Unfortunately, the dream collapsed in two short years. Gotabaya’s supporters would blame the pandemic. But Covid-19 was just the agent which exposed the blatant shortcomings of the man, ruthlessly exposing the myth. The economy had collapsed, inflation out of control, there was no fuel, and people going hungry.
But would he simply quit? It seemed unthinkable even at that point. He was an ex-military officer still basking in the glory of being defence secretary in the civil war’s final phase and conclusion. He had the military’s backing. Would they tolerate a civil uprising? I feared not just tear gas and water cannon, but live bullets and tanks sent to crush Sri Lanka’s ‘Arab spring.’
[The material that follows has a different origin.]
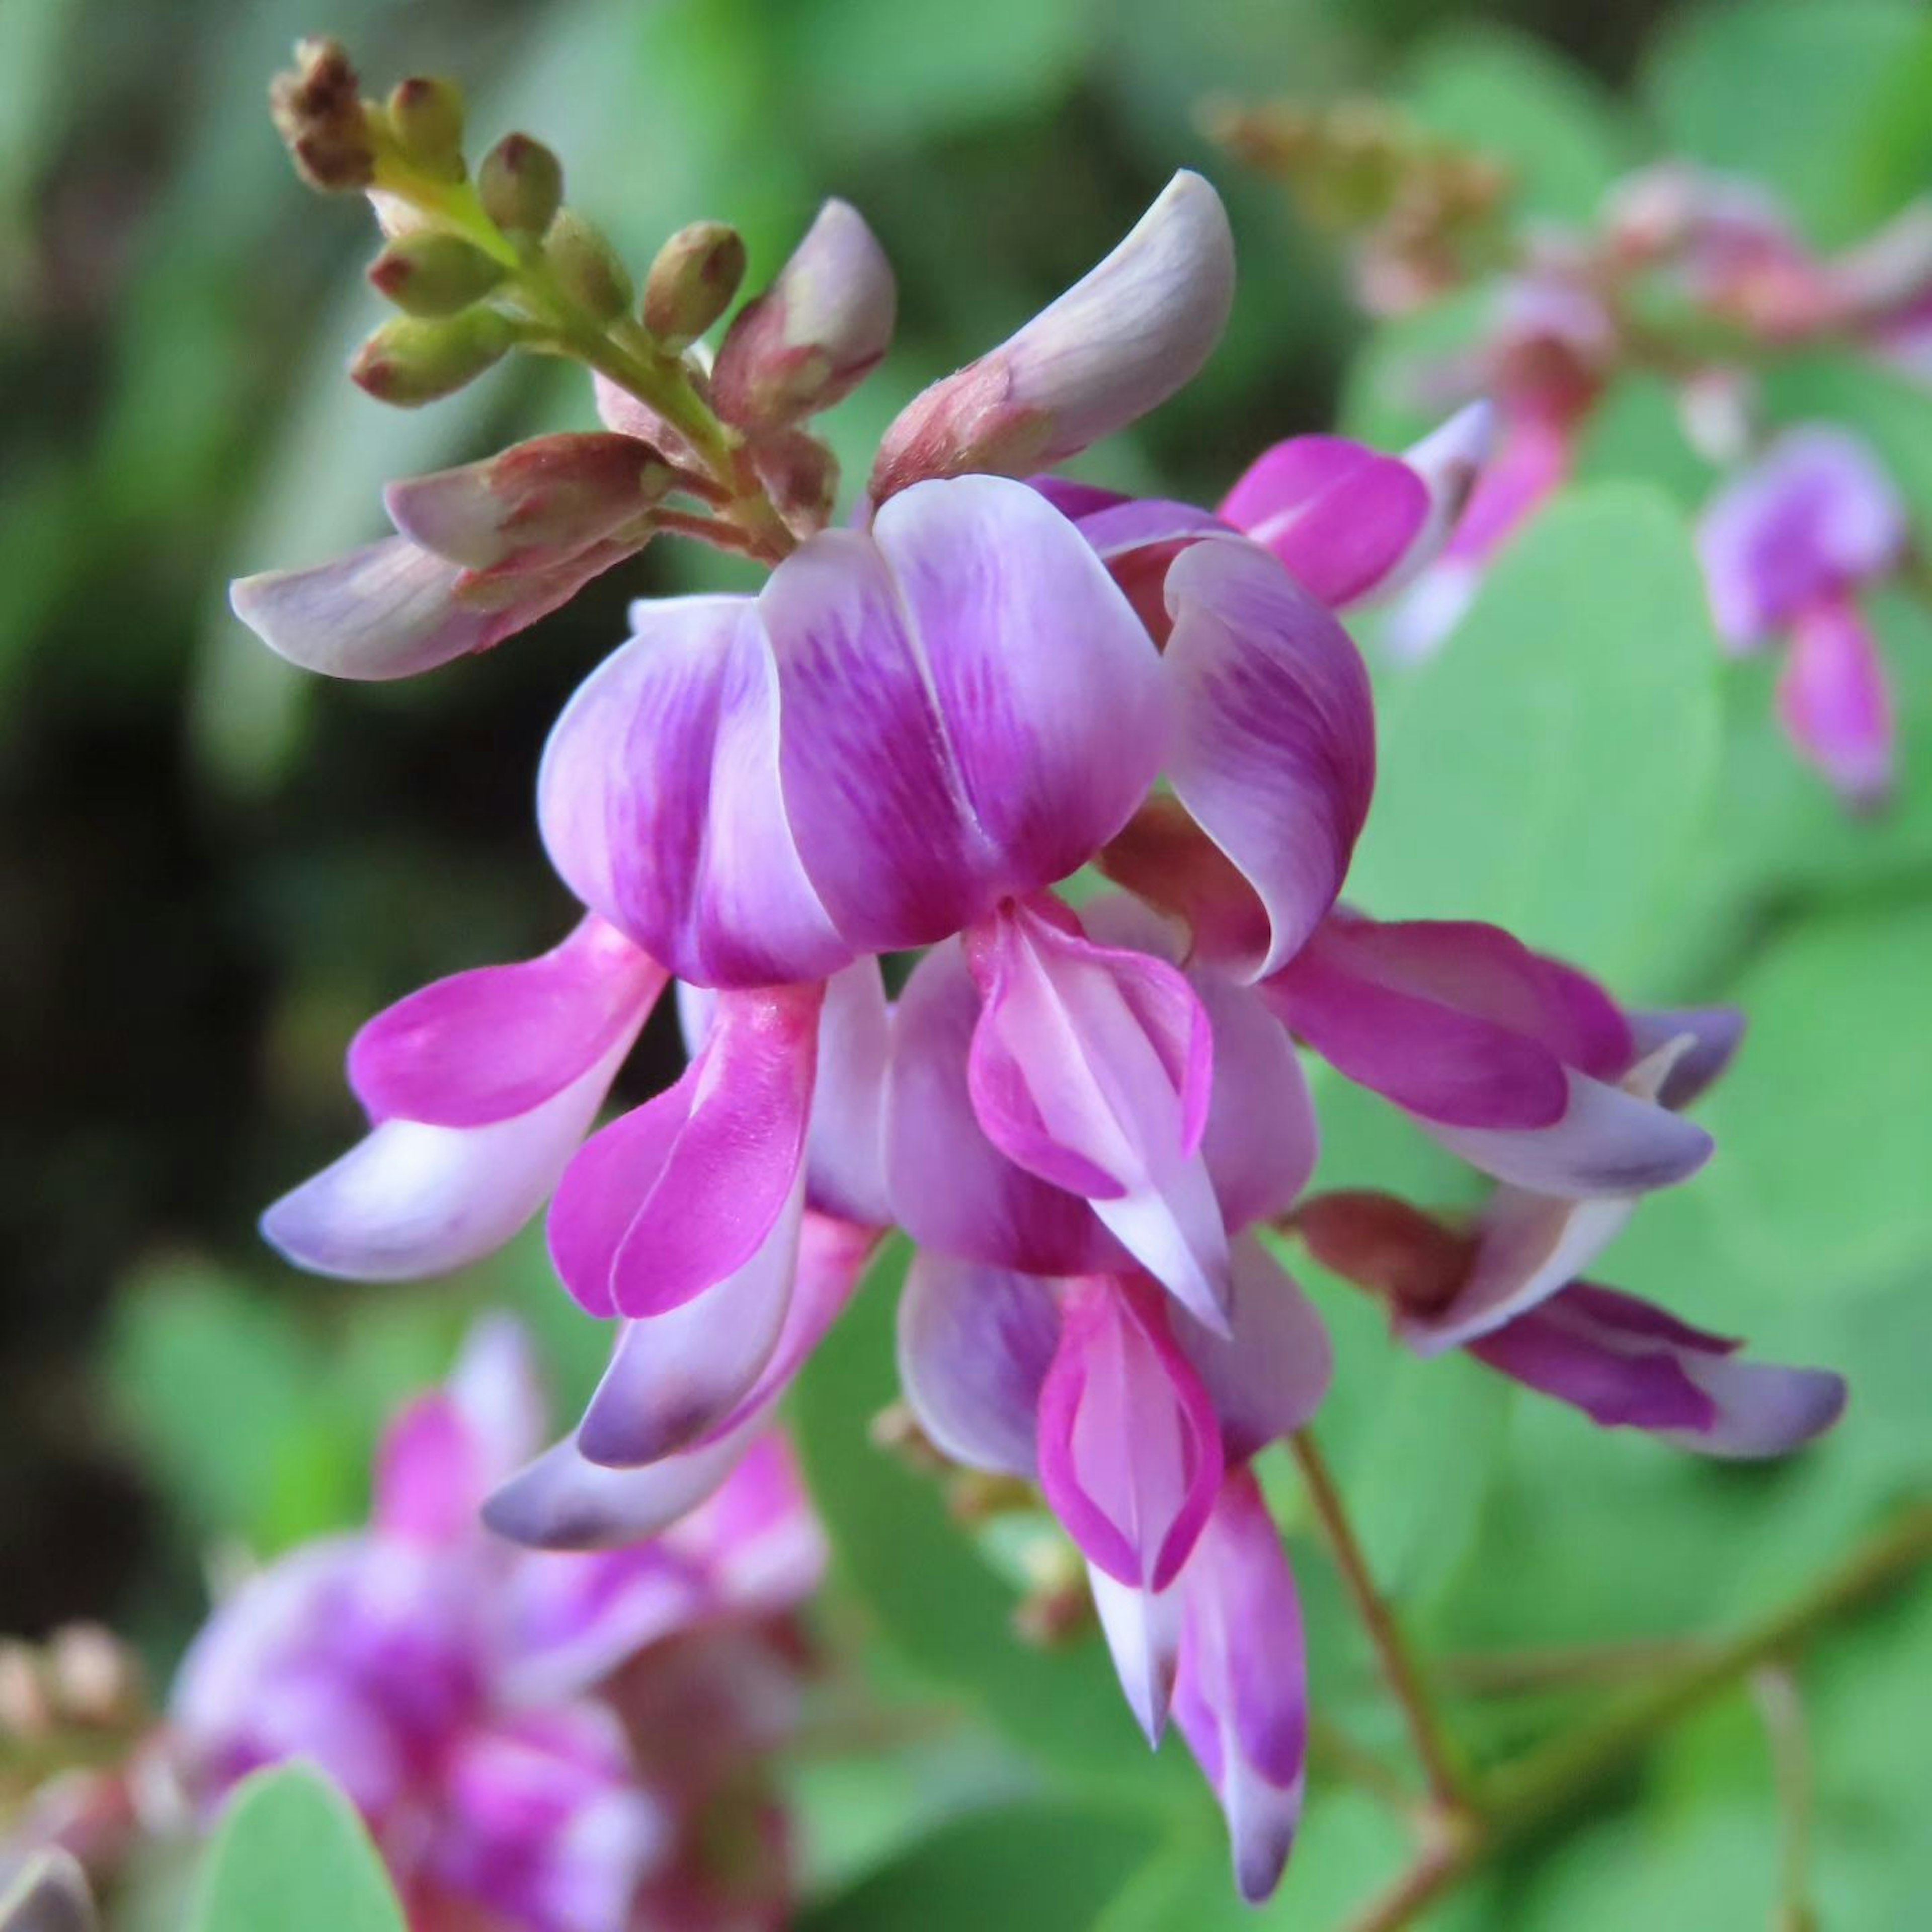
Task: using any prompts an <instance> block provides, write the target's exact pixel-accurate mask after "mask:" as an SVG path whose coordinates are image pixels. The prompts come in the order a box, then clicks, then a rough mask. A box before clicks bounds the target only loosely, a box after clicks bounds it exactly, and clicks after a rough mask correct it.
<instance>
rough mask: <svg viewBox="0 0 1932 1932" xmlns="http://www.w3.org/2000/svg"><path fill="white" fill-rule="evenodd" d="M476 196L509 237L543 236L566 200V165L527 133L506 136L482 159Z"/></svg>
mask: <svg viewBox="0 0 1932 1932" xmlns="http://www.w3.org/2000/svg"><path fill="white" fill-rule="evenodd" d="M477 195H479V197H481V201H483V213H485V214H489V218H491V220H493V222H495V224H497V226H498V228H502V230H504V232H506V234H526V236H541V234H543V232H545V230H547V228H549V226H551V222H553V220H554V218H556V209H558V207H560V205H562V199H564V164H562V162H560V160H558V158H556V156H554V155H553V153H551V151H549V149H547V147H545V145H543V143H541V141H531V137H529V135H527V133H506V135H504V137H502V139H500V141H498V143H497V145H495V147H493V149H491V151H489V153H487V155H485V156H483V166H481V168H479V170H477Z"/></svg>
But things happened in a whirl. The landmark of Galle Face Green, from the hotel by that name to the presidential secretariat, became ‘GotaGoGama’ overnight. Thousands of people camped on both sides and lived in canopies or slept in the open. History was kind to the demonstrators. The pandemic which had ravaged the country the previous year did not attack them, or the regime would have found an excuse to abolish GotaGoGama. The weather was benevolent, too, for much of April.
I was overwhelmed by the crowds and the atmosphere. I remember my first visit to GotaGoGama, on a warm, clear night, locking my bicycle securely to a railing for fear of theft. But, in those heady, early days of what looked like a new dawn to a troubled old country, bicycle thieves and pickpockets vanished from the scene as if they sensed they didn’t belong there. All those troubles came during May, after Mahinda Rajapakse’s treacherous attack launched from Temple Trees.
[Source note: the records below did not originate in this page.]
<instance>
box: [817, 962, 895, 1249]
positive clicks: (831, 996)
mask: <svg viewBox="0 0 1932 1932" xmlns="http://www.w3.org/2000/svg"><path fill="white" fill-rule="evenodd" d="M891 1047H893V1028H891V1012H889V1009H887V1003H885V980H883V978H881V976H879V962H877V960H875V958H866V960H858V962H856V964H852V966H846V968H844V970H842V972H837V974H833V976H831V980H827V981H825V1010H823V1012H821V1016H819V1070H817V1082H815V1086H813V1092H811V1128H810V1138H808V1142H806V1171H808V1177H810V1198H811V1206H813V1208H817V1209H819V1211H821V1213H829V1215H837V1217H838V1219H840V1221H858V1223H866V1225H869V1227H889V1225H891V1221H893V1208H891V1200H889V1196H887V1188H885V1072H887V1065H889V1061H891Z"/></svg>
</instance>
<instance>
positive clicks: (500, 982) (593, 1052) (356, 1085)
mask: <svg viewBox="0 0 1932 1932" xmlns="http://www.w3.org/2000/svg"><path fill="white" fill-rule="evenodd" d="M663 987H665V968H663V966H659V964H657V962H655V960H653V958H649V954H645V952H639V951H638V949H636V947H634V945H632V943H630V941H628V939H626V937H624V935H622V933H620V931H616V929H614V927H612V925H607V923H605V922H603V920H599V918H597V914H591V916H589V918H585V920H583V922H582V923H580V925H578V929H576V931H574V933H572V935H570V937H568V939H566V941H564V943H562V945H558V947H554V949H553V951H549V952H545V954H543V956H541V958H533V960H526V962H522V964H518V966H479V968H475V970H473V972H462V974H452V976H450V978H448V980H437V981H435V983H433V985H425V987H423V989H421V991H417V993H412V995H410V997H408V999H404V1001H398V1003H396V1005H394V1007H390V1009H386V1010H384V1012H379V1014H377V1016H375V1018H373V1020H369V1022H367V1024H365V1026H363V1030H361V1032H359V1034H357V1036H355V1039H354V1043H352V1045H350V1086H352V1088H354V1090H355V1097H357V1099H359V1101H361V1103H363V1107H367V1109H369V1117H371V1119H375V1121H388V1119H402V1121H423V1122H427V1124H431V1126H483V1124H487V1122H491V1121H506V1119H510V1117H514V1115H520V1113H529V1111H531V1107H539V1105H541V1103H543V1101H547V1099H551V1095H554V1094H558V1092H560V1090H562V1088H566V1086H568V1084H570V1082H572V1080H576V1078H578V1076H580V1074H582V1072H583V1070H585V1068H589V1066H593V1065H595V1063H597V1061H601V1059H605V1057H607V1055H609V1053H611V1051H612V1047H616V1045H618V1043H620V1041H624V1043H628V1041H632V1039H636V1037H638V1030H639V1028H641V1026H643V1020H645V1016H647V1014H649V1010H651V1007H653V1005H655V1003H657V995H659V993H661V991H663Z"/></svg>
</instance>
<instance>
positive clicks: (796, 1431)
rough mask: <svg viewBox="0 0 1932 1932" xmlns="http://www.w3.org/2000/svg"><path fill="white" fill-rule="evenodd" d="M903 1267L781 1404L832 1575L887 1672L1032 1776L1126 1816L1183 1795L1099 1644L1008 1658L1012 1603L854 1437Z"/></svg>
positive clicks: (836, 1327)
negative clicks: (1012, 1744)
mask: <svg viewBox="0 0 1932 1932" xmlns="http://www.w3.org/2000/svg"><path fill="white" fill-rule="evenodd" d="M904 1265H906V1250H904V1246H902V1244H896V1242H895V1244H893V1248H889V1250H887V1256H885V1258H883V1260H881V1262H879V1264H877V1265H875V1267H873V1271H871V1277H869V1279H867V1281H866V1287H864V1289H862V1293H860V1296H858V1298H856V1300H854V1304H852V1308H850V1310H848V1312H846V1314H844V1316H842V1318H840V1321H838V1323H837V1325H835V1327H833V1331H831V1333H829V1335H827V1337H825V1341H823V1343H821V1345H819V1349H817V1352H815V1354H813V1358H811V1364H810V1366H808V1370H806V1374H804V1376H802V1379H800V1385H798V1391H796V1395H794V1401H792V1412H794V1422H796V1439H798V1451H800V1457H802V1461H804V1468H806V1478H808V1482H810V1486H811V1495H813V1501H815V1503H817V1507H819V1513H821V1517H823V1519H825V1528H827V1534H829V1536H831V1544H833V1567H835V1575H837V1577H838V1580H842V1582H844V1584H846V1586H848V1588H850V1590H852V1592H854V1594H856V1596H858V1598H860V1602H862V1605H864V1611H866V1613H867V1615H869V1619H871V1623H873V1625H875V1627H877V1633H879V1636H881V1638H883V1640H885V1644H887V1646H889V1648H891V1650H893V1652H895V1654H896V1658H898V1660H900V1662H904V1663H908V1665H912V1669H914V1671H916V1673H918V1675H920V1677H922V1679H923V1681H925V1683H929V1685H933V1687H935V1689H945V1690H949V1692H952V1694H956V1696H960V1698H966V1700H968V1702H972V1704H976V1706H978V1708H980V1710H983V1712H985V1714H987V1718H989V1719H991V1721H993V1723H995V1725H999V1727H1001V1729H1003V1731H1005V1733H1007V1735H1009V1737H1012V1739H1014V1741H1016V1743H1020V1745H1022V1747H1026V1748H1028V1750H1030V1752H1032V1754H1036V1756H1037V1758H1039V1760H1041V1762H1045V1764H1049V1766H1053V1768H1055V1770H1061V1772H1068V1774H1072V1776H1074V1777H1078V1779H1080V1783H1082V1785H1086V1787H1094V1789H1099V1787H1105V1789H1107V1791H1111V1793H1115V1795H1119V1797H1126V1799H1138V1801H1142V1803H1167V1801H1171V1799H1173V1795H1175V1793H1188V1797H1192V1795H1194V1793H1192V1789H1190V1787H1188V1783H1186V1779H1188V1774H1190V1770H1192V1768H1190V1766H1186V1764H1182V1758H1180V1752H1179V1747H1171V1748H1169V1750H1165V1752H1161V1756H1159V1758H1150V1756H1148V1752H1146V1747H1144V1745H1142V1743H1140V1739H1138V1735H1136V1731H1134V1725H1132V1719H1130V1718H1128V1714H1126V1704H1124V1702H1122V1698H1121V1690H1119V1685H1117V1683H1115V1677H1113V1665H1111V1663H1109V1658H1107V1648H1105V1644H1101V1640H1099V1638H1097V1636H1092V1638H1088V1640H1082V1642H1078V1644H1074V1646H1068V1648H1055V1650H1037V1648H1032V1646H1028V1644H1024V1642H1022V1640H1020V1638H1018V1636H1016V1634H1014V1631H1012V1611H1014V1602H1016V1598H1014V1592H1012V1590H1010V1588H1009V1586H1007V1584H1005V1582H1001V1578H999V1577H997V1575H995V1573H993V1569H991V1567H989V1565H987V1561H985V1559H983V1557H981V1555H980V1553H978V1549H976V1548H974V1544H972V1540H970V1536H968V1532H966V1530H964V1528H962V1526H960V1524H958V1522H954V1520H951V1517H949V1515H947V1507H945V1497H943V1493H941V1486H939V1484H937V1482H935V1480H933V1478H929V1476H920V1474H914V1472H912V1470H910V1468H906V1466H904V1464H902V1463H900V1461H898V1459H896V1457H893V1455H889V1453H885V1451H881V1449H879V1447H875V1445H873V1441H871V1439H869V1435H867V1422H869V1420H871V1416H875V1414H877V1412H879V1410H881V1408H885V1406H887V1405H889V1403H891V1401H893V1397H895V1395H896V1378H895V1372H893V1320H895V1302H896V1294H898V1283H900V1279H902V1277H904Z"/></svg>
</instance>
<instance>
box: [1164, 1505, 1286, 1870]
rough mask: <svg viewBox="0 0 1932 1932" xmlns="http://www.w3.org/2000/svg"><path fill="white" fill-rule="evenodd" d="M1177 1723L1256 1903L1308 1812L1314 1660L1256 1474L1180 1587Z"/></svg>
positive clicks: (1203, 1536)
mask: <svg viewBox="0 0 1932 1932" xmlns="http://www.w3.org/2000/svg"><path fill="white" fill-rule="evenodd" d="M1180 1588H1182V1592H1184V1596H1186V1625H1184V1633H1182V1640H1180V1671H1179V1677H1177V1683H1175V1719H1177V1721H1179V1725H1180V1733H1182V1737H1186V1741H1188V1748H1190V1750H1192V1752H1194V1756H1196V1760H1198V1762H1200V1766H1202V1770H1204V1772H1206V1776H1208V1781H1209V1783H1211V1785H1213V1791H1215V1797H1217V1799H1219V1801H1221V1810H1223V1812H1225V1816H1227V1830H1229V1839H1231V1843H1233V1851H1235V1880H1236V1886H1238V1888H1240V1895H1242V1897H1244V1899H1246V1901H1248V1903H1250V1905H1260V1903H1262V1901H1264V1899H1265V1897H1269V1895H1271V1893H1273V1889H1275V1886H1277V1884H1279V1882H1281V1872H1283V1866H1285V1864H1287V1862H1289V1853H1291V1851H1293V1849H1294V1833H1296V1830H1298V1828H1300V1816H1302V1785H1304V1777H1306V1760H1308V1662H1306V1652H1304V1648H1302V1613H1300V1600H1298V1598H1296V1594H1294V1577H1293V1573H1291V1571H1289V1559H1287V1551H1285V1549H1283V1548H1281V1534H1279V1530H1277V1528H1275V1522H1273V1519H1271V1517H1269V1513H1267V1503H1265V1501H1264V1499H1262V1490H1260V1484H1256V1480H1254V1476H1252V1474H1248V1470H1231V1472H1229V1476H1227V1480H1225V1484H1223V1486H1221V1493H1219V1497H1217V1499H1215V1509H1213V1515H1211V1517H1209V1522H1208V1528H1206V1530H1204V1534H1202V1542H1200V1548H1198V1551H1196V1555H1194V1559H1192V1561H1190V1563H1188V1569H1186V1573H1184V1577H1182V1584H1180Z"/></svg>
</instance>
During that first visit, mesmerized by not just the numbers but the sheer audacity of a normally cowed people – in Sri Lankans, the fear psychosis planted by massacres, kidnappings and disappearances carried out by criminals, anti-government elements and the state alike – is almost palpable.
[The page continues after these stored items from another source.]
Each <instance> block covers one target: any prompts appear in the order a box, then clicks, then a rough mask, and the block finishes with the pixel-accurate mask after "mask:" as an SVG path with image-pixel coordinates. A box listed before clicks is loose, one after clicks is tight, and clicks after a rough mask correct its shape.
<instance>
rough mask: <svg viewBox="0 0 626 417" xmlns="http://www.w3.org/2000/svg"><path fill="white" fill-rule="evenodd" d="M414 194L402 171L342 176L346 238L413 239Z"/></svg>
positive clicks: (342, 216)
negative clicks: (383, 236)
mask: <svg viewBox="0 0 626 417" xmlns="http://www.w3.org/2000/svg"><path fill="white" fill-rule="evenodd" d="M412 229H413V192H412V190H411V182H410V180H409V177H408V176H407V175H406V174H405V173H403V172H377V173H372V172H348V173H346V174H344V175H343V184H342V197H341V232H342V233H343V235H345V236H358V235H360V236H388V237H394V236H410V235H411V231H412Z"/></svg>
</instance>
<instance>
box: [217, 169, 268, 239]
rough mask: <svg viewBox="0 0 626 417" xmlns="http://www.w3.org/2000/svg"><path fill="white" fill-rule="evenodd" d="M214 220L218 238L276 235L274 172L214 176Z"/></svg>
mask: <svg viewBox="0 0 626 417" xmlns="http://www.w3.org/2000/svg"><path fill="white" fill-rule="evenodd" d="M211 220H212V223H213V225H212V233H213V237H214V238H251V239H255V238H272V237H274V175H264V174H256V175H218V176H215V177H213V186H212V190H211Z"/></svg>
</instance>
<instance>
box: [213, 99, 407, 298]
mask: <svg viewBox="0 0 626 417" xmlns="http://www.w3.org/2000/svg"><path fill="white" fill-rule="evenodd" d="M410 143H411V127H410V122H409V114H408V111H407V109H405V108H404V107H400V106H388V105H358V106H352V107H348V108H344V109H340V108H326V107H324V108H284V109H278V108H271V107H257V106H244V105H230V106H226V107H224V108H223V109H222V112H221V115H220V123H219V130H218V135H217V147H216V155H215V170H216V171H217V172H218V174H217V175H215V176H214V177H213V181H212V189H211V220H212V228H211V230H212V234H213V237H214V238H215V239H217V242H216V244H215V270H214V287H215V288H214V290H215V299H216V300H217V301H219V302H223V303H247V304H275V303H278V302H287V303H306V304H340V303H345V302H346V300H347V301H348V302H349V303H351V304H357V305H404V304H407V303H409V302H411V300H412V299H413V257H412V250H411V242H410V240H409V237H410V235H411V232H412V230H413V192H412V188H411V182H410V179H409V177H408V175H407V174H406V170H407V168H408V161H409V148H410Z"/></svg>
But here were people – young and old, from all classes, ethnic groups, religions, young and old – venting out their anger at those politicians – one family triad of rulers – with no fear, and with great humour, too. Walking about, I lost my fear, too. I got rid of my ‘Gota Bhaya.’ As a journalist, I have not been silent about the dark side of our so-called rulers. But you speak out with great fears, not knowing what they will do to you, feeling isolated, knowing that if you get disappeared or your bones broken, not many, and that includes people working with you, will have a word of sympathy. But the chanting voices at the Green that night performed an exorcism which banished that fear forever.
Till then, especially after the Yahapalanaya fiasco and the massive populist nod given to Gotabaya Rajapaksa despite his obvious dark side, I had lost faith in Sri Lanka, more specifically in the people’s ability to choose good from bad and right from wrong. The Galle Face Aragalaya changed all that. Much was said and done to discredit it since, and Gotabaya’s carefully chosen successor as president is doing all he can to make sure anything similar will never happen again. But the month of April will be remembered in our history as the time when Lankans forgot their differences to deliver a thundering slap to prevailing political wisdom. And they did the unthinkable by forcing Gotabaya and his brothers to flee the country like deposed, disgraced dictators. That makes me feel proud of this country again.